Hi Nelson, I'm really not sure if this is related at the moment, but I have a vague feeling that you might be hitting the same issue as https://bugs.passt.top/show_bug.cgi?id=74, for which we're still working on a solution. It seems to be very visible with recent kernels. Test (and workaround): sysctl -w net.core.rmem_max=$((16 * 1024 * 1024)) sysctl -w net.core.wmem_max=$((16 * 1024 * 1024)) if this helps (on the host, as root), let us know. And also if it doesn't. :)
Hi Stefano, I've seen the bug you mentioned, and tried that value, and it does not help. Plus I have a sysctl config I kind of copy-paste around all the time as my server defaults, which already increased the memory limits.
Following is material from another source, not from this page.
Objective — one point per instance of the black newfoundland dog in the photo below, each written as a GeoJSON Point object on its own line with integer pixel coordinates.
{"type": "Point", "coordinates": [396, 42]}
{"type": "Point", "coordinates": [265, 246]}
The full config for your reference: net.core.netdev_max_backlog = 262144 net.ipv4.tcp_max_syn_backlog = 8192 net.core.rmem_max = 67108864 net.core.wmem_max = 67108864 net.ipv4.tcp_rmem = 4096 87380 33554432 net.ipv4.tcp_wmem = 4096 65536 33554432 net.ipv4.udp_rmem_min = 16384 net.ipv4.udp_wmem_min = 16384 net.ipv4.ip_no_pmtu_disc = 0 net.ipv4.tcp_mtu_probing = 1 net.ipv4.tcp_base_mss = 1024 net.ipv4.icmp_errors_use_inbound_ifaddr = 1 net.ipv4.icmp_ratelimit = 0 net.ipv6.icmp.ratelimit = 0 net.core.somaxconn = 8192 net.ipv4.tcp_abort_on_overflow = 0 net.ipv4.tcp_tw_reuse = 1 net.ipv4.tcp_fin_timeout = 30 net.ipv4.tcp_max_tw_buckets = 4096 net.core.default_qdisc = fq_codel net.ipv4.tcp_congestion_control = bbr net.ipv4.tcp_notsent_lowat = 16384 net.ipv4.tcp_window_scaling = 1 net.ipv4.tcp_keepalive_time = 120 net.ipv4.tcp_keepalive_intvl = 60 net.ipv4.tcp_keepalive_probes = 3 net.ipv4.tcp_fastopen = 3 net.ipv4.tcp_syncookies = 0 net.ipv4.tcp_no_metrics_save = 1 net.ipv4.tcp_sack = 1 net.ipv4.tcp_synack_retries = 2 net.ipv4.tcp_timestamps = 1 net.ipv4.tcp_rfc1337 = 1 net.ipv4.tcp_slow_start_after_idle = 0 net.ipv4.tcp_adv_win_scale = 1 net.ipv4.tcp_ecn = 1 net.ipv4.tcp_ecn_fallback = 1 net.ipv4.fib_multipath_hash_policy = 1 net.ipv4.fib_multipath_use_neigh = 1 net.ipv4.igmp_max_memberships = 512 net.ipv6.route.max_size = 2147483647 net.ipv4.ip_local_port_range = 1024 65001
BTW I have `-march=x86-64-v3` set in makepkg.conf; other flags are Arch Linux defaults. Not sure if it is related...
Nelson, while fixing https://bugs.passt.top/show_bug.cgi?id=74 we solved another fundamental issue (https://passt.top/passt/commit/?id=a469fc393fa1dfadc7c51c2729550597ee171a8e) that might play a role here. Could you please retest with the current HEAD, or with the new version (2023_10_04.f851084-1) of the Arch Linux package (https://archlinux.org/packages/extra/x86_64/passt/)? Thanks.
Nelson, we also realized that our initial fix for bug 74 didn't work - or at least only worked in very limited circumstances. We've since located and merged a much more robust fix, so it would be great to retest.